Reed has maintained his innocence since his conviction and death sentence in 1998 for the 1996 murder of Stacey Stites. This latest ruling is the second time in under three years that the justices have upheld a decision against Reed from the federal appeals court in New Orleans, though the three liberal justices did dissent this time around. 

According to Yahoo News, Stites, who was just 19 at the time, was tragically strangled to death with a belt while on her way to work at a supermarket in Bastrop, a small community about 30 miles southeast of Austin. Prosecutors have always refused to allow DNA testing of that webbed belt, claiming Reed also sexually assaulted Stites. Reed, however, strongly contends that he and Stites were having a consensual affair.

It’s highly suspicious that they won’t explore all avenues in an investigation

He has long pointed the finger at Stites’ fiancé, former police officer Jimmy Fennell, as the real killer, citing his fury over their interracial affair, as Stites was white. Fennell, who served time for sexual assault and was released from prison in 2018, has consistently denied any involvement in Stites’ death.

“The killer held that belt tight against her throat for minutes, and must have left his sweat and skin cells—and thus his DNA—where he gripped the belt, both on the surface and deep within the webbing,” Reed’s lawyers wrote in court documents. Despite this compelling argument, state and lower federal courts have backed prosecutors’ refusal to allow the testing, even after Reed’s defense team offered to pay for it.

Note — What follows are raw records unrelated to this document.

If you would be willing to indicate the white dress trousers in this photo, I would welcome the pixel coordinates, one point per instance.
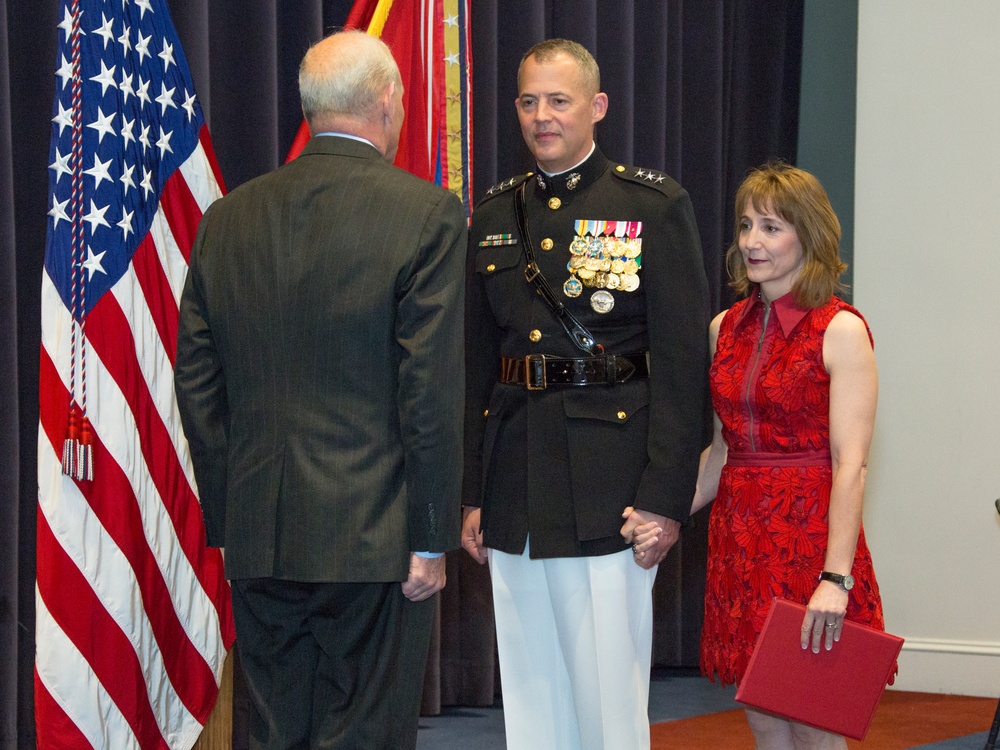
(575, 638)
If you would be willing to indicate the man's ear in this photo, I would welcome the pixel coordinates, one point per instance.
(599, 106)
(387, 102)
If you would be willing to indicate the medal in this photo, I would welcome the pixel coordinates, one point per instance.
(605, 255)
(572, 287)
(602, 301)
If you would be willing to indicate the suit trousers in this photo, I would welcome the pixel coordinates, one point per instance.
(337, 666)
(574, 637)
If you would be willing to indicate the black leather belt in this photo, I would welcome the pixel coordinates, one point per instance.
(539, 371)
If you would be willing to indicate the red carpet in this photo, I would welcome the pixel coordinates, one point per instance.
(902, 720)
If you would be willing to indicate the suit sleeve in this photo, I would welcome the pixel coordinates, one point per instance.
(678, 317)
(482, 363)
(200, 385)
(432, 378)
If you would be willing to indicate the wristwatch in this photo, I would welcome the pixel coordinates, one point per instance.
(845, 582)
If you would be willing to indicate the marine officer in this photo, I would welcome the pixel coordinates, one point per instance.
(586, 368)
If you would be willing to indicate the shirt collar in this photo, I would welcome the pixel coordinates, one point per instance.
(352, 137)
(574, 180)
(786, 310)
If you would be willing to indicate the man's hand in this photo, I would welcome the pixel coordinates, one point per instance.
(426, 577)
(472, 537)
(650, 535)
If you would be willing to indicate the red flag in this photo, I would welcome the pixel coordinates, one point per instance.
(133, 611)
(430, 41)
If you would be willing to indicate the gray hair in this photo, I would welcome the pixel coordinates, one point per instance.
(345, 74)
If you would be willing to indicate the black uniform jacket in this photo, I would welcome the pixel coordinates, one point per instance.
(561, 464)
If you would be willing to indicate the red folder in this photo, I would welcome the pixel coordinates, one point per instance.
(834, 690)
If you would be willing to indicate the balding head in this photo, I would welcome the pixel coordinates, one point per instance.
(345, 76)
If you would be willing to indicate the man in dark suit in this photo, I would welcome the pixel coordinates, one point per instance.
(320, 382)
(585, 411)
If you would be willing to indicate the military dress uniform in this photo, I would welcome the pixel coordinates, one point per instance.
(559, 443)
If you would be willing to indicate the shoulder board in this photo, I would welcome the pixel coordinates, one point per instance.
(506, 185)
(649, 177)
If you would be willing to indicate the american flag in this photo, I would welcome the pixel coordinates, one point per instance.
(133, 611)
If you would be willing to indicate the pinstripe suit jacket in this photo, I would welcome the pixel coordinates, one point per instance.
(319, 368)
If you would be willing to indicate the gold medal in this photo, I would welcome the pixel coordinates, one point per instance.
(572, 287)
(602, 301)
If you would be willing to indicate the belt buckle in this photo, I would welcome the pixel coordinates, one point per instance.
(533, 363)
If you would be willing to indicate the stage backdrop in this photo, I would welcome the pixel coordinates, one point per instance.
(700, 90)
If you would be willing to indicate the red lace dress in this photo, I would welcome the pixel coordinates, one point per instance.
(768, 529)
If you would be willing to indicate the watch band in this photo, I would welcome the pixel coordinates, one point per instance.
(845, 582)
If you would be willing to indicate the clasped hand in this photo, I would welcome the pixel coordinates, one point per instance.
(651, 536)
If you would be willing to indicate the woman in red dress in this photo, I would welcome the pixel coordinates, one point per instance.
(794, 387)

The state’s top criminal appeals court previously ruled that Texas law on DNA testing doesn’t apply to items that might have been contaminated. Reed’s legal team fired back, pointing out that the state routinely uses contaminated evidence in other prosecutions. 

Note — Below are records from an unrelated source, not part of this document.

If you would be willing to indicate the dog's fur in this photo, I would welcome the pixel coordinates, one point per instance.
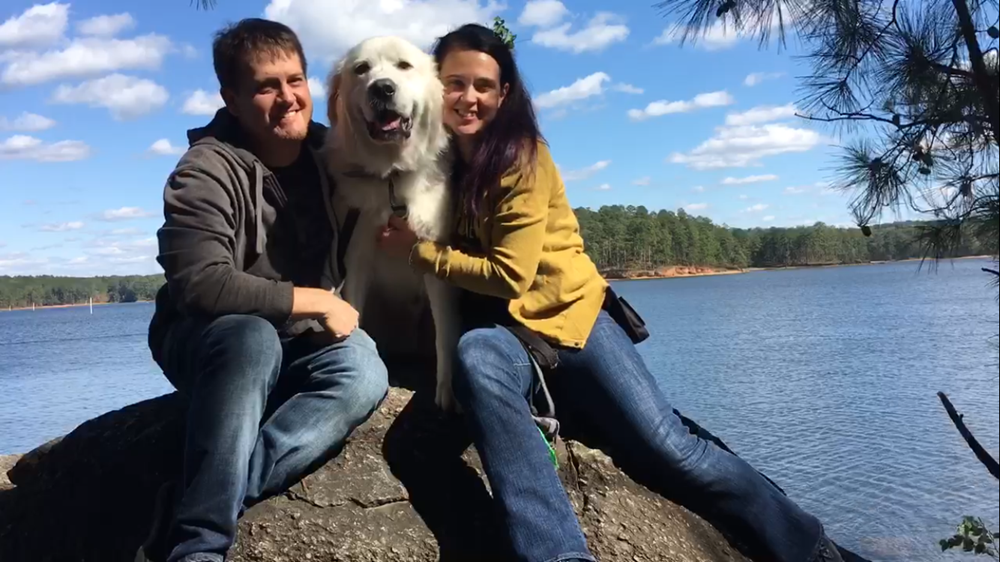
(362, 157)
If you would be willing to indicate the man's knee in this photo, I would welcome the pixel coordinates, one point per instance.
(358, 368)
(244, 346)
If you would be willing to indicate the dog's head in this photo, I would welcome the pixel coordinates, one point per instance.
(387, 90)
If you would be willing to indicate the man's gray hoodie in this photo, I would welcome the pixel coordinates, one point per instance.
(213, 245)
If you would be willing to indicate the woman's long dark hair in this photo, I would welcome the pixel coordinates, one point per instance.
(511, 139)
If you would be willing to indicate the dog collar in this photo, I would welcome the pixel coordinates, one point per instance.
(398, 209)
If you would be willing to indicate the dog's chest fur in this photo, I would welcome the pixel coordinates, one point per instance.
(424, 192)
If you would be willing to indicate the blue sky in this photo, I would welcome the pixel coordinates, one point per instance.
(97, 97)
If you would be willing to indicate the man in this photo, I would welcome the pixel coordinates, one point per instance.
(276, 370)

This isn’t the first time Reed’s case has reached the highest court. In 2023, the justices ruled 6-3 to send his case back to a lower court to address his constitutional challenge to the state’s law on DNA testing. The issue then centered on whether Reed waited too long to file his lawsuit, claiming untested crime-scene evidence would exonerate him. The courts ruled that he missed the deadline.

Over the years, Reed’s fight to halt his execution has garnered significant public attention and support from high-profile celebrities like Beyoncé, Kim Kardashian, and Oprah Winfrey. Additionally, there are precedents where the Supreme Court has issued instructions for a new trial and even for delayed DNA testing based on new evidence.

So why they have slammed the door on what might be Reed’s last hope remains a mystery.